The regulator viewpoint
The ONCD's current cyber regulatory efforts have been through the Cybersecurity Forum for Independent and Executive Branch Regulators, the federal interagency working group that provides voluntary standards for organizations aiming to increase general digital compliance. ONDC Cyber Policy and Programs Director Elizabeth Irwin said a key part of Peters' proposed legislation is the use of the independent regulatory commission that could cover a large scope of the cyber landscape.
"If your goal is cross-sector harmonization then you need everyone at the table. That's our perspective," Irwin said, adding that the ONCD is hoping to alleviate some of the challenges both regulators and regulated entities face by finding "a minimum floor" to establish "what is good cybersecurity across all critical infrastructure sectors."
The White House recently published the National Cybersecurity Strategy Implementation Plan to protect critical infrastructure and national security. Irwin said the guidelines directly follow the ONCD's goal of improving regulatory harmonization through a broad approach.
The balancing act
One issue within the complex cyber landscape is the diminished focus on the founding principles of security, according to Columbia University Senior Research Scholar Jason Healy. The interplay between privacy and security is one area where this occurs, specifically when embedding security principles into privacy-by-design practices.

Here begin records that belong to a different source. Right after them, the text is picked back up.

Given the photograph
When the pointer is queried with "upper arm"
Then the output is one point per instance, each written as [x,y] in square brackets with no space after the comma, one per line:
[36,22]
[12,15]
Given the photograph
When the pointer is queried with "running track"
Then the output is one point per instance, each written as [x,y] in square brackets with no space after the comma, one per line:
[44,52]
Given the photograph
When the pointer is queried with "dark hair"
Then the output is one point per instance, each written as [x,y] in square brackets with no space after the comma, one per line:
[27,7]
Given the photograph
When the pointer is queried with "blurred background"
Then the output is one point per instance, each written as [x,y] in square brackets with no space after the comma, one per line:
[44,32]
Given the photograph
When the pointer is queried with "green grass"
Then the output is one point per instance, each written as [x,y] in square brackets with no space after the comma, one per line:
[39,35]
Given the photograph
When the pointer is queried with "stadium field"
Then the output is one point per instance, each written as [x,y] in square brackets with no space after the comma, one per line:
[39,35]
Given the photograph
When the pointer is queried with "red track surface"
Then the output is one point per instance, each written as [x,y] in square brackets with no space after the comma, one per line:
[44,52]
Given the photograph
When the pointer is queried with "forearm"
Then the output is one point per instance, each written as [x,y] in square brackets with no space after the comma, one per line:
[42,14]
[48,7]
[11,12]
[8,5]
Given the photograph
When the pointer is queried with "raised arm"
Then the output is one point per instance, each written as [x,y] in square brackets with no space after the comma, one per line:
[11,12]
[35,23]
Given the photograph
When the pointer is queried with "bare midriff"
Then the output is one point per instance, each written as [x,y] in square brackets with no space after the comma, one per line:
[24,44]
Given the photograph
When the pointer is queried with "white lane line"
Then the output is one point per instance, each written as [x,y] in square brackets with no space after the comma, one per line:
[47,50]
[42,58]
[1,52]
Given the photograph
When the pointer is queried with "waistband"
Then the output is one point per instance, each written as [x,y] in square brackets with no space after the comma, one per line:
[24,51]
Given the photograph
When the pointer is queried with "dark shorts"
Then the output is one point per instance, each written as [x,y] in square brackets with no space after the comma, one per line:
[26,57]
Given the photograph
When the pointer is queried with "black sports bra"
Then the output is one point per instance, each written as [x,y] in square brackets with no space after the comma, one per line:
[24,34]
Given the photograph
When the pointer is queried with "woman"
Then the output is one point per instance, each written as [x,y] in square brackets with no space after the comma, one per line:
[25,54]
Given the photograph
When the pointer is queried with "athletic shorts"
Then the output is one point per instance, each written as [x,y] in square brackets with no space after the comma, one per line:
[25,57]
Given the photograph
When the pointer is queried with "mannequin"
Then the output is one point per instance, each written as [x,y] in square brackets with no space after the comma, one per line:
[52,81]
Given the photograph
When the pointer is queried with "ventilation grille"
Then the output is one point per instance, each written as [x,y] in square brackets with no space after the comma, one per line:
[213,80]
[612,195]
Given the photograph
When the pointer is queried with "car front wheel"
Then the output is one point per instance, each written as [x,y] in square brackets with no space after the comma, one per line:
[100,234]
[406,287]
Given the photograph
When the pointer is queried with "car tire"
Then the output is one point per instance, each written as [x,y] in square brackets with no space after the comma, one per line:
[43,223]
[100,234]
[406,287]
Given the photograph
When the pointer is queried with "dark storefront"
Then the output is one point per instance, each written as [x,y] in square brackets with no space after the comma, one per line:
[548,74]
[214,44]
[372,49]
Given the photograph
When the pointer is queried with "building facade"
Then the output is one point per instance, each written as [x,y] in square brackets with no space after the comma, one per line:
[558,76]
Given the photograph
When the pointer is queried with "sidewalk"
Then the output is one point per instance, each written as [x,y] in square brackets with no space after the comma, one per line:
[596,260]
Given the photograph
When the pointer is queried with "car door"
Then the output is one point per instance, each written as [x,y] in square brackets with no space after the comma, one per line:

"We tend to look for controls or put things in place that are more expensive for us to implement than it is for the adversaries to bypass. So, I put regulatory harmonization … in that structure," Healy said. He claimed current regulatory efforts are often "compliant checklist, inefficient, and ineffective for companies."
To gain a deeper understanding of stakeholder perspectives on agencies' work on comprehensive regulations, the ONCD published a request for feedback that garnered 86 responses and found organizations were struggling with compliance burdens. The input found stakeholder desires for regulations to be sector-specific and determined by each sector’s regulatory standards.
Identifying key concepts of cybersecurity to narrow down the needs of individual sectors is an approach backed by many organizations. U.S. Chamber of Commerce Cyber Policy and Operations Vice President Vincent Voci said the chamber is focusing on two workstreams for cyber incident reporting and baseline cybersecurity requirements, with the end goal being "a coherent non-fragmented harmonious regulatory framework."
Also from the RFI feedback, some stakeholders argued a minimum baseline would not fit the individual needs of each sector while others indicated standards carrying more basic regulatory compliance requirements might help lower compliance expenses.
With the existing standards, organizations spend an estimated 1.3-3.3% of the company's total wage bill on compliance, according to research published by the CATO Institute. "I think one of the most common things that we hear from our members is ... 'help us comply once' like it is very expensive to do," Voci said.
Healy said harmonized and simplified standards could be a solution for the organizations facing uphill costs. He said, "If we can have this good set of harmonized effective standards that they can do once and report simply then we’re meeting what the government needs, and we can meet the public policy purpose for which we’re doing this, which is to buy down cyber security risk that impacts the rest of us at a lower cost."
Lexie White is a staff writer for the IAPP.